Towell Library, dedicated in 1856, served as the College of Charleston’s library until 1972. The building is a National Historic Landmark and is one of three historic structures in the College’s iconic Cistern Yard.
The College of Charleston owes it very existence to libraries and books. Established in 1748, the Charleston Library Society helped to lay the foundations for the College by raising funds for the purchase of scientific equipment and professorships for an academy, which eventually became the College. Later, the society’s members formed a majority of the trustees who established the College following its chartering in 1785.
Even before the College existed, it had books for a library, thanks to Goose Creek planter John Mackenzie who willed 1,200 volumes to the planned institution in 1771. At the time of his death, Mackenzie owned several plantations, and much of his wealth was generated by the sale of indigo and rice cultivated by enslaved people. A fire destroyed most of the book collection during the Revolutionary War, but many still survive and are part of the library's collection today.
The College’s first library was located in what is today called Randolph Hall. But after renovations to that building and the installation of a natural history museum on its third floor in the early 1850s, the library had to be relocated to another space. The College’s collection of books was meager and undistinguished until 1852, when Dr. Lingard A. Frampton donated his private library of 4,000 volumes, prompting the first serious discussion about the need for a dedicated library building.
In 1854, the South Carolina General Assembly appropriated funds for the construction of a new library. The trustees initially considered building an addition to Randolph Hall, but that plan was later abandoned, and a contract was awarded in January 1855 to Charleston architect George Edward Walker. He built a separate library to the west of and perpendicular to Randolph Hall. An inauguration ceremony for the newly completed library was held in July 1856. Designed in the classic Greek Revival style, the stucco-over-brick structure housed a collection that continued to receive private donations until the Civil War.

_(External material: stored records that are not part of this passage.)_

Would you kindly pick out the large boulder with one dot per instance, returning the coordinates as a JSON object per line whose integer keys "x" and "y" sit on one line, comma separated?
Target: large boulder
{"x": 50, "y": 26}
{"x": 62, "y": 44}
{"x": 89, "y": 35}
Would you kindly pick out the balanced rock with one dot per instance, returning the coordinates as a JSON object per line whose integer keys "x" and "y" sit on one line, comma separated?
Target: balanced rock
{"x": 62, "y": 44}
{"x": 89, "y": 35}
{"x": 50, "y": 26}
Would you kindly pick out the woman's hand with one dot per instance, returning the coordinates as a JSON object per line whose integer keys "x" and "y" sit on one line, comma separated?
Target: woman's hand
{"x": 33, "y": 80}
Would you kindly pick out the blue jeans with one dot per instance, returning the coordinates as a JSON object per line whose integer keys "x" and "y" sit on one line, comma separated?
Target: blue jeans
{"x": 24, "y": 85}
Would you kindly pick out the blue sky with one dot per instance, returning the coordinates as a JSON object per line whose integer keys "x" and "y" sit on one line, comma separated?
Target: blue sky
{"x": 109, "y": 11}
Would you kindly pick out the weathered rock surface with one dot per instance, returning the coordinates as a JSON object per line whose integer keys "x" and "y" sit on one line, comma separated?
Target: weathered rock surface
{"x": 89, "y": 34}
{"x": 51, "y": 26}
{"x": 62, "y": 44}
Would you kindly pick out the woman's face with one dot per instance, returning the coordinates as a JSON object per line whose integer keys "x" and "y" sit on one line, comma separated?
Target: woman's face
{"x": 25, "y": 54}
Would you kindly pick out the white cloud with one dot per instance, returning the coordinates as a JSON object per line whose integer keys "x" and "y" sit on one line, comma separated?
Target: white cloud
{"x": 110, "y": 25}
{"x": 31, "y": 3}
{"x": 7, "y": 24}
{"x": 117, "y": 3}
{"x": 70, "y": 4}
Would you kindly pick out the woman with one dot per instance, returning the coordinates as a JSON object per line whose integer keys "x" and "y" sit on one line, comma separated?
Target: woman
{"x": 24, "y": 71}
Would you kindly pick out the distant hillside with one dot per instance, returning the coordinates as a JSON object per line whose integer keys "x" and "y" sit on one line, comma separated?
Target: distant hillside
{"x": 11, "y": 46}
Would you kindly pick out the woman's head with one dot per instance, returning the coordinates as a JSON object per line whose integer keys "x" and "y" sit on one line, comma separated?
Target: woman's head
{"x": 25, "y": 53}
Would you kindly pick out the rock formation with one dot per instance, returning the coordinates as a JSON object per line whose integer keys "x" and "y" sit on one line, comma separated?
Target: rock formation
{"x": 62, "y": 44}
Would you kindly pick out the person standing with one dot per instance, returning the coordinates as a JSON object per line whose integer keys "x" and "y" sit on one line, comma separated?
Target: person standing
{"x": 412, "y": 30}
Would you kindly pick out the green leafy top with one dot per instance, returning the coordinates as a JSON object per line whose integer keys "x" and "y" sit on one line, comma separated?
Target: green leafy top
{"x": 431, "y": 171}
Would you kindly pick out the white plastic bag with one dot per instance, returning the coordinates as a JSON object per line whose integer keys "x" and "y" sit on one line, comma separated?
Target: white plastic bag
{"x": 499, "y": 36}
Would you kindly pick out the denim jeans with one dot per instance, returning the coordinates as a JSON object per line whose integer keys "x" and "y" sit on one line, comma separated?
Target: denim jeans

The library’s collection was temporarily relocated inland during the federal occupation of Charleston (1865-68). At some point during the bombardment of Charleston (1863-65), part of a shell hit the library and “passed through the roof and through the table” where a professor was sitting. Trustee minutes reported in August 1866 that much of the library collection was still in crates in a train station in Camden, South Carolina. In October 1866, a trustee proposed taking out an insurance policy on the buildings and their contents, but the College’s income had now been greatly reduced; the estate of Elias Horry, for example, could not meet Horry’s pledge to pay $500 per year, due to “the calamities of the war, and Emancipation then followed, resulting in a disastrous reduction of the means of the Estate.” The Horry family donated property to the College in lieu of the cash pledge, and the College persuaded the City of Charleston to pay the insurance premium.
In 1970, the library was named for College of Charleston alumnus Edward Emerson Towell (Class of 1934), who served more than 30 years as a professor, chair of the chemistry department, dean and acting president. Towell Library served as the College’s main library until 1972, when Robert Scott Small Library opened on the west side of the area known today as Cougar Mall. The interior of Towell Library was then renovated to serve as a learning resources center with audio-visual equipment and a language laboratory. The College’s third and current standalone library building, the Marlene and Nathan Addlestone Library on Calhoun Street, opened in 2005.
In the modern era, Towell Library housed the Office of Admissions from 1987 to 2010, welcoming new students and families during the College’s most significant period of enrollment growth in the 1990s. In fall 2017, the Office of Alumni Affairs relocated to Towell Library, where it houses offices for staff and serves as a welcome center for alumni returning to campus.